6. The storage device of claim 1, wherein the first LBA format size includes one of 512-byte chunks of data in the block, four kilo-byte chunks of data in the block, and another byte size chunks of data in the block, wherein the first LBA format size is different from the second LBA format size.

7. The storage device of claim 1, wherein the second LBA format size includes one of 512-byte chunks of data in the block, four kilo-byte chunks of data in the block, and another byte size chucks of data in the block, wherein the first LBA format size is different from the second LBA format size.

8. The storage device of claim 1, wherein the option directs the controller to maintain user data when reformatting the namespace from the first LBA format size to the second LBA format size.

9. The storage device of claim 1, wherein the controller receives the command to reformat the LBA size for the namespace from the host.

10. The storage device of claim 1, wherein the controller obtains the command from a submission queue.

11. A method in a storage device for ensuring that data stored within a namespace is preserved when reformatting a logical block address (LBA) size associated with the namespace, the storage device comprises a controller to execute the method comprising:receiving a command to reformat a LBA size for a namespace from a first LBA format size to a second LBA format size;determining that an option to safeguard data in the namespace during reformatting is set in the command;executing data relocation from blocks associated with the namespace prior to the reformatting;reformatting the namespace to the second LBA format size; andrestoring the data to the blocks associated with the namespace, the restored data being stored in the second LBA format without a host involvement with the data relocation and restoration.

12. The method of claim 11, further comprising using an over-provisioned area as temporary storage during the data relocation from the blocks associated with the namespace prior to the reformatting.
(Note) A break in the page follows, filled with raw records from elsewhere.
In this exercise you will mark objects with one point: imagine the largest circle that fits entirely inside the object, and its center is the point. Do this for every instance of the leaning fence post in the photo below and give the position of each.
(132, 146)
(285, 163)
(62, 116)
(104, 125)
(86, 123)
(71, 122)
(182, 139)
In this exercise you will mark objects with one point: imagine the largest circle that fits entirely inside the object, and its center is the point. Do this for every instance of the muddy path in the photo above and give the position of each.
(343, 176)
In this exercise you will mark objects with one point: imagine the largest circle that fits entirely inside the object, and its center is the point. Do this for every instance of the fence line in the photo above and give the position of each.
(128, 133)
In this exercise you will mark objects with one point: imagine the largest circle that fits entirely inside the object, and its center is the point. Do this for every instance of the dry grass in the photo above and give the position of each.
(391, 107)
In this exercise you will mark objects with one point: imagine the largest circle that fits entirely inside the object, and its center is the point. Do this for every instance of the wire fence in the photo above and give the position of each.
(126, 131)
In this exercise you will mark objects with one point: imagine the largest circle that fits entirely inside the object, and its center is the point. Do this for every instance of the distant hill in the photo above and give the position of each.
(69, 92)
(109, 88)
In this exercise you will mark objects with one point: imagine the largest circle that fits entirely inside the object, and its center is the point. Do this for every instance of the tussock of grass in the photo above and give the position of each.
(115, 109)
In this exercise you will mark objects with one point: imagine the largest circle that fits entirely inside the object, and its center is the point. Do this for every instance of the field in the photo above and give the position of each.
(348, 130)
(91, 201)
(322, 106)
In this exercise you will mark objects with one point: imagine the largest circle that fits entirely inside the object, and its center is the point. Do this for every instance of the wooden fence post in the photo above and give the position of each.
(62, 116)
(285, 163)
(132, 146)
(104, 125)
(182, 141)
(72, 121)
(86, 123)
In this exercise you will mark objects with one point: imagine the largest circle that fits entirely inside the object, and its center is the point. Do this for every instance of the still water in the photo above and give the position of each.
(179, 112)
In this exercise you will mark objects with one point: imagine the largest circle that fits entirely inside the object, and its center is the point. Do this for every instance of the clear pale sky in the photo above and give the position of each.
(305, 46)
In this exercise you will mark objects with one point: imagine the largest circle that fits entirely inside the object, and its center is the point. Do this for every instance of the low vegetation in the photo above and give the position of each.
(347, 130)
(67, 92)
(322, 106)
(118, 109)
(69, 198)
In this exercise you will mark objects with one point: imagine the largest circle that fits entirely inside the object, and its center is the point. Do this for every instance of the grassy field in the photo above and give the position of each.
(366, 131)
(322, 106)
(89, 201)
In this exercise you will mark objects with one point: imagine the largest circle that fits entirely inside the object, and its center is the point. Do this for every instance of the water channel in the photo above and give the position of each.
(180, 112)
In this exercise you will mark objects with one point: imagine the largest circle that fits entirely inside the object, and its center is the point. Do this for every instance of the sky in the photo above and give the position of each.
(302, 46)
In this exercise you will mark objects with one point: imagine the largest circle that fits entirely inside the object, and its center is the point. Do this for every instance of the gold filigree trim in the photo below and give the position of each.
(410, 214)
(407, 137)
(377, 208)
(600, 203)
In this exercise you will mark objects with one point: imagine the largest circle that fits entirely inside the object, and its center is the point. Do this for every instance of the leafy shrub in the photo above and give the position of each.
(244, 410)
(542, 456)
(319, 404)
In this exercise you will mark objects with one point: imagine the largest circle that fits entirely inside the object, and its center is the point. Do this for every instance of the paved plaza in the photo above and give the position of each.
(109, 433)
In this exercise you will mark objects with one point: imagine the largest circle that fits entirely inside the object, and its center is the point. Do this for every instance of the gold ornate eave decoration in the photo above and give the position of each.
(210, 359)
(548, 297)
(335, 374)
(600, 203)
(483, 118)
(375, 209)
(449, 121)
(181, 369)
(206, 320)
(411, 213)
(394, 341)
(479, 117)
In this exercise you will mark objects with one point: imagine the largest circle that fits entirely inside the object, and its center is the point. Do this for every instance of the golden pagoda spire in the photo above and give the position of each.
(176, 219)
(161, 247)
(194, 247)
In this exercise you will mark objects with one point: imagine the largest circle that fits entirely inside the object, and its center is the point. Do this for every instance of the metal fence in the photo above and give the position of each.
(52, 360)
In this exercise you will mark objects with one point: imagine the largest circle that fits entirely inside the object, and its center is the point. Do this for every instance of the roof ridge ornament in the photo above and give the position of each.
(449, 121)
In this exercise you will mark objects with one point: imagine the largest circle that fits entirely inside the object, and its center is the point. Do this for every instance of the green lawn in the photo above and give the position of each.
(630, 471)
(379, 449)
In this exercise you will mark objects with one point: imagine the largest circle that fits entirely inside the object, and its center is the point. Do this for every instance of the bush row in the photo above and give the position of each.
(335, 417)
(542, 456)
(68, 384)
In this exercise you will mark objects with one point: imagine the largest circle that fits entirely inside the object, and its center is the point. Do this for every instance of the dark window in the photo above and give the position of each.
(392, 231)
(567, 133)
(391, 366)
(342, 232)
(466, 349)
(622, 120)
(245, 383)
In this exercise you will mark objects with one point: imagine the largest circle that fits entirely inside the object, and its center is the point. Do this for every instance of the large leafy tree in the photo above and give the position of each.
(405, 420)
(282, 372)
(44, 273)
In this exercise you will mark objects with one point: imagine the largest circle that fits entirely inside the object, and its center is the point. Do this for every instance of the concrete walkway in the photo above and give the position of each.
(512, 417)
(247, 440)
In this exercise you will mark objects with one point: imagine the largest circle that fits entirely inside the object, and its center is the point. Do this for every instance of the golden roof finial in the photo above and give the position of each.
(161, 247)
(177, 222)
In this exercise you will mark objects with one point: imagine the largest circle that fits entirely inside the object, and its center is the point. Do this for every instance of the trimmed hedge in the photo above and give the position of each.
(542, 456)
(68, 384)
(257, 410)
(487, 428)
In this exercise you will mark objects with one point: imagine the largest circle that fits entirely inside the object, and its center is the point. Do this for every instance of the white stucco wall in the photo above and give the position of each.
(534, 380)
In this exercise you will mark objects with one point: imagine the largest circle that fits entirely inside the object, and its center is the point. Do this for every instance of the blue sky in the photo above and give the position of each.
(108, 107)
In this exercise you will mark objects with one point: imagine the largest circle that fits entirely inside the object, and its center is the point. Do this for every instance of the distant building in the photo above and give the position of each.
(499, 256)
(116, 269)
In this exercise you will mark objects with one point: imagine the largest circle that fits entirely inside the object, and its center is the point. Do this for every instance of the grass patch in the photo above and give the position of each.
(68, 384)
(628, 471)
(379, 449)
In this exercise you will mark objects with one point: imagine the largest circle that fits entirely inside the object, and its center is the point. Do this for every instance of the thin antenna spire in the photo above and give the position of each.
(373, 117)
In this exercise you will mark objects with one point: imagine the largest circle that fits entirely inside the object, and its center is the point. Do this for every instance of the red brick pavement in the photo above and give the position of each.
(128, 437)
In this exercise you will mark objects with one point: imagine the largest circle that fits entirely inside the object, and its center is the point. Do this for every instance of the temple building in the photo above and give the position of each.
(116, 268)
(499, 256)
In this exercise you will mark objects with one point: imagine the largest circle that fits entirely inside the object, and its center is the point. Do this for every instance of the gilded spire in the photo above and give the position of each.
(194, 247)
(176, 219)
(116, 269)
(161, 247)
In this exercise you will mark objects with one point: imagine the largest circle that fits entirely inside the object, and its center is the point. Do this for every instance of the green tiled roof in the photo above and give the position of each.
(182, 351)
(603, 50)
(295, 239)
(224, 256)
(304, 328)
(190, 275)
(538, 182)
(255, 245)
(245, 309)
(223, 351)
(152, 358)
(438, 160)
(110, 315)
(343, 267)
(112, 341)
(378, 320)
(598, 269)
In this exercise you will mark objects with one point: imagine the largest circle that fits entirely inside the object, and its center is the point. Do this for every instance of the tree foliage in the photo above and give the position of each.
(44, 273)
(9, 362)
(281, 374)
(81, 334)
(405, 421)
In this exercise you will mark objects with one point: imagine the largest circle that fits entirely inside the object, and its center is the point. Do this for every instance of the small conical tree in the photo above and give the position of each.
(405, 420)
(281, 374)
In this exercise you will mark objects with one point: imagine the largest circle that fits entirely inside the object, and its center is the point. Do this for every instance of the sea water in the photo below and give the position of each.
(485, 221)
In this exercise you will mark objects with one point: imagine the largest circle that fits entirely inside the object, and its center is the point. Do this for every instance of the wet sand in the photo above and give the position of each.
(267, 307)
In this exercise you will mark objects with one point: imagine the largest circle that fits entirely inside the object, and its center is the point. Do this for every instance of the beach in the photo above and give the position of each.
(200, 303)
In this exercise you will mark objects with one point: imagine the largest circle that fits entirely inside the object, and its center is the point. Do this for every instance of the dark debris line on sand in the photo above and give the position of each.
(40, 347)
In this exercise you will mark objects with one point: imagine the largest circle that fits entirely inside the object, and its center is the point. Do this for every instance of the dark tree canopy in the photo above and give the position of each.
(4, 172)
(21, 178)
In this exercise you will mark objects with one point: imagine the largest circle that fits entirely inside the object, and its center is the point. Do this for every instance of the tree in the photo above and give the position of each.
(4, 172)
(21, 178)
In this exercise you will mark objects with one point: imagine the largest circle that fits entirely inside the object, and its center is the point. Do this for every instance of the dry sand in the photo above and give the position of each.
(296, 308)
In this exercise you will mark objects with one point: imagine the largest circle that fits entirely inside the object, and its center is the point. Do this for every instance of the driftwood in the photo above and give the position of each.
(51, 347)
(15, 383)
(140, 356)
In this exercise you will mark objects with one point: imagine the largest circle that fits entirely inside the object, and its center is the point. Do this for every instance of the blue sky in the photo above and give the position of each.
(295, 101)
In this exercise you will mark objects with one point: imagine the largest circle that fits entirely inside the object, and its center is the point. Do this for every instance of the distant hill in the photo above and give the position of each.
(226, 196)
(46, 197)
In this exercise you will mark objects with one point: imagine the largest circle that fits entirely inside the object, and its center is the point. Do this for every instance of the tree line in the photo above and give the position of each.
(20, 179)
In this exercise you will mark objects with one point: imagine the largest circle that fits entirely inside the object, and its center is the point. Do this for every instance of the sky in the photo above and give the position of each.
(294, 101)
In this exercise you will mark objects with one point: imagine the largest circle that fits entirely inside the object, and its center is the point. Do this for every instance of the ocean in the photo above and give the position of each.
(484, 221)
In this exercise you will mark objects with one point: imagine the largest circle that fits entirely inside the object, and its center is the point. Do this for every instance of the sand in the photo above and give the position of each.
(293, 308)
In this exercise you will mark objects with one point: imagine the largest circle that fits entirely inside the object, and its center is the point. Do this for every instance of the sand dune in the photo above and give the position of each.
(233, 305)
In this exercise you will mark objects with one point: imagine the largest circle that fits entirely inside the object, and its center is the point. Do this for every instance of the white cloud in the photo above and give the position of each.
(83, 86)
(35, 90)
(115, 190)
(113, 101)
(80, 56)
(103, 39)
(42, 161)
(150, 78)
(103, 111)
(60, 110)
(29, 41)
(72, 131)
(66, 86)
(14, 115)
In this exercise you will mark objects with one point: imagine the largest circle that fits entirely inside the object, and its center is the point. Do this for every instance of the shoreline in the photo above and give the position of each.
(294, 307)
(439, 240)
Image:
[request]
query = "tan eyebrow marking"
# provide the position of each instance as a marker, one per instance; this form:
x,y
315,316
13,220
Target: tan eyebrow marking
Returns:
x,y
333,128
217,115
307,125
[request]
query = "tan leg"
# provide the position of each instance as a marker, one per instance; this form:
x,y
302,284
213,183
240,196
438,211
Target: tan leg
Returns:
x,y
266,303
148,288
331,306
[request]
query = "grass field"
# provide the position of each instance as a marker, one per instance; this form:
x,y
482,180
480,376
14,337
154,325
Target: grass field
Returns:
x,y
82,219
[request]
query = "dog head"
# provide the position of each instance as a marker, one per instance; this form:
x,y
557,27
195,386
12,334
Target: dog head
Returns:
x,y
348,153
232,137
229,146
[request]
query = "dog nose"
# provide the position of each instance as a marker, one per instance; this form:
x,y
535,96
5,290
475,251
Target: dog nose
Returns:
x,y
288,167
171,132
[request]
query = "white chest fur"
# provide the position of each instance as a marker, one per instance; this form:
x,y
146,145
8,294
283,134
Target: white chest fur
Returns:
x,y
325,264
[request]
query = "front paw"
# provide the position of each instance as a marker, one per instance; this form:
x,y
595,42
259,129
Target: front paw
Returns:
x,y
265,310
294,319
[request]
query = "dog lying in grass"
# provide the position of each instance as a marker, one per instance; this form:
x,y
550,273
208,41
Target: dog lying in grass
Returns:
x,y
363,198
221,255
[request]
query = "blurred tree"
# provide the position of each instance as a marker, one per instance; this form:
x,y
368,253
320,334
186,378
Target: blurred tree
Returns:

13. The method of claim 11, further comprising updating a mapping table to reflect the data relocation and restoration of the data to the blocks associated with the namespace.

14. The method of claim 11, further comprising erasing the data from the blocks associated with the namespace in reformatting the namespace to the second LBA format size.

15. The method of claim 11, further comprising executing the data relocation, reformatting, data restoration, and mapping table updates for blocks within the namespace without the host involvement with the data relocation and the data restoration.

16. The method of claim 11, further determining comprises determining that user data is to be maintained when reformatting the namespace from the first LBA format size to the second LBA format size.

17. The method of claim 11, further comprising receiving the command to reformat the LBA size for the namespace from the host.

18. The method of claim 11, further comprising obtaining the command from a submission queue.

19. A method in a storage device for ensuring that data stored within a namespace is preserved when reformatting a logical block address (LBA) size associated with the namespace, the storage device comprises a controller to execute the method comprising:receiving a command to reformat a LBA size of a namespace from a first LBA format size to a second LBA format size;determining that an option to erase user data in the namespace is set in the command;retrieving an enabled hint from the command;executing data relocation from blocks associated with the namespace prior to the reformatting;reformatting the namespace to the second LBA format size; andrestoring the data to the blocks associated with the namespace, the restored data being stored in the second LBA format without a host involvement with the data relocation and restoration.

20. The method of claim 19, further comprising determining that the hint is enabled when a field in the command is set to a predefined value, wherein the enabled hint provides instruction to preserve the user data in the namespace while reformatting the LBA size of the namespace.